El ambiente se mostraba frío y solitario. El aire que pegaba en mi rostro era de esos que se volvían cortantes. Veía las cosas pasar delante de mí, impotente por no poder hacer nada, inútil. Mi mirada se perdía en pequeños pero tensos instantes. Recordaba en ese momento fugaz pero eterno cuánto había sufrido por vivir, por sentir aquellas penas que ahora se esfumaban y no tenían ya sentido alguno. Intenté mostrar una lágrima, pero las circunstancias no me lo permitían, no quería, no valdría la pena intentarlo. ¡Qué fugaz había sido todo aquello! Una brisa seca me pegaba por la espalda y me helaba la sangre. Dolor infame e injusto, ya no me dejaba vivir. El tiempo se detuvo desde mis pies hasta mi cabeza, progresivamente, como una enfermedad que me consumía lentamente. Un veneno inevitable, triste, temido.

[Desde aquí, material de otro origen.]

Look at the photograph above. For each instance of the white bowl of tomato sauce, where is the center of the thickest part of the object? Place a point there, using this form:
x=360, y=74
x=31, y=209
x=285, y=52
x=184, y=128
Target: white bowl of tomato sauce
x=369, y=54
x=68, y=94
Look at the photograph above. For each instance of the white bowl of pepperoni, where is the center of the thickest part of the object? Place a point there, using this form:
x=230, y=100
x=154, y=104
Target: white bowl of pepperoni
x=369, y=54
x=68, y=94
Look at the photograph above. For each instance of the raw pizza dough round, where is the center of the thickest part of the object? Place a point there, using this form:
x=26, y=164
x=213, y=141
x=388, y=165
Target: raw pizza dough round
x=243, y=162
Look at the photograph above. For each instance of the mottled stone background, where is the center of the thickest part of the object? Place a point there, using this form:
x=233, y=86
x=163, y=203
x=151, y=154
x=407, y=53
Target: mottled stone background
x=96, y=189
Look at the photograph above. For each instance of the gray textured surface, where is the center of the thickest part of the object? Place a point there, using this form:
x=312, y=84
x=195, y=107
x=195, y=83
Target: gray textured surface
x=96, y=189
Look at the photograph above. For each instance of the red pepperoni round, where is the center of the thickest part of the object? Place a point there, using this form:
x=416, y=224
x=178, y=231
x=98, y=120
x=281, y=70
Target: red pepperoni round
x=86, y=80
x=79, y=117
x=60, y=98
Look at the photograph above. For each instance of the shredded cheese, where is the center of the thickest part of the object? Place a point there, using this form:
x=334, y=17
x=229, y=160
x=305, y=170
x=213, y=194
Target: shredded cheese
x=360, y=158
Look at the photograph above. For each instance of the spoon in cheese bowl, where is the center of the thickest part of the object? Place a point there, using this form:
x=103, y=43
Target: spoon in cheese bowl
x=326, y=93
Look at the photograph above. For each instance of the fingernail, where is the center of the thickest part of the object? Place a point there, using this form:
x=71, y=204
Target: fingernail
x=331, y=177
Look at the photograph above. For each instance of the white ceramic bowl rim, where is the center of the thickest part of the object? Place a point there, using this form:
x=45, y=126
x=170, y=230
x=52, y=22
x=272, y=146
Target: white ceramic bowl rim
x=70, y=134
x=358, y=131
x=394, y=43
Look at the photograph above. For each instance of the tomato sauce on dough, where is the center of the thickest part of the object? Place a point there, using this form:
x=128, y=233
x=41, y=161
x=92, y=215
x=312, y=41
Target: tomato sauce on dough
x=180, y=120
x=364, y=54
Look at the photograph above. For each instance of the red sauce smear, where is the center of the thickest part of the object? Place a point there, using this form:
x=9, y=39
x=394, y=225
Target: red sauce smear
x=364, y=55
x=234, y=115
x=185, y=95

Veía el cielo. Un pequeño resplandor se formó en mi mirada. Pensé en sonreír, mas no lo intenté, ya que ni el tiempo ni las circunstancias lo permitían. El tiempo se volvía más efímero, pero infinito. Estaba en un estado entre las circunstancias de mi tragedia y mi padecimiento, un estado del cual yo no podía huir, por más cobarde que fuera. Siempre lo fui.
Apoyaba dolorosamente mis manos en el pavimento. Luego, mi cuerpo se tendió inevitablemente sobre la fría loza. Era un frío irónico y burlón que odié brevemente. Ya extrañaba mi corazón, sus latidos y sus ganas de vivir para seguir sufriendo miserablemente.
Mi cuerpo tendido miraba al cielo. Estaba opaco y triste, como un invierno solitario en el cual mi corazón moribundo se sentía ignorado.
Ya no podía sentir odio. Odié eso hasta el final. Mi respiración seguía el ritmo defectuoso de un antiguo reloj cuyas horas ya no importaban, ya habían dejado de serlo.
Mis manos buscaban frenéticamente, aunque no sabían lo que buscaban. Luego ya deseche cualquier intento de gastar mi aliento.
Hacía más frío. Me penetraba, aunque ya no dolía. Pronto mi mente se convirtió en un remolino de antiguos recuerdos que saltaban ante mí en medio de una progresiva oscuridad. Se bañaban en mi sangre. Mis memorias torturaban mi mente, y ésta se revolvía tristemente. Luego, mis ojos se perdieron en la nada y vi ese resplandor fugaz y fatídico. Lo recordaba. El brillo de mi destino.
Ya no había tiempo para lágrimas. El frío me penetraba aún más y se confundía con el de mi cuerpo. El aliento se enfriaba, apagándose lentamente. Ya me había sumergido en sombras y ahora sólo esperaba con resignación. ¿Justo? ¿Qué es justo? Ya no importó, dejaba de serlo por muchas razones.
Escuchaba mis suspiros perdidos y solitarios bajo la agonía de la carne. Ya no era mi carne. Ya no me pertenecía.
El reloj se detenía mientras mi figura se convertía en parte de un paisaje triste y perturbador. Rompía una cotidianidad, o eso creía. ¿Dónde estaba mi corazón? ¡Qué frío! Era un frío seco y triste que me abandonaba.
Ya dejaba de ser yo. Deseché cualquier esfuerzo y comencé a perderme en un vacío desconsolador.
El frío se apagó. Estaba perdido en la nada. Me convertía en algo que ya no contenía recuerdos, que no valía la pena.
Di un gemido largo, doloroso y fatídico, causado por un reflejo de algo que dejaba ir sin extrañarlo. Me perdí. Me perdí para siempre.
La manecillas del reloj volvían a correr, repentinas y cotidianas, más aún, monótonas. Ya había dejado de ser inevitablemente yo. Ahora, sólo me convertía un cuerpo frío, con el corazón herido por un brillo metálico. Un brillo de metal fatídico.
Mi sangre se perdía incontenible y sin importancia alguna, sólo escapaba. Dejaba el cuerpo de algo que ya había dejado de ser. Mi tiempo se acabó. Ahora, el ambiente frío y solitario seguía su rumbo. Continuó el tiempo. Hubiera querido poder odiarlo.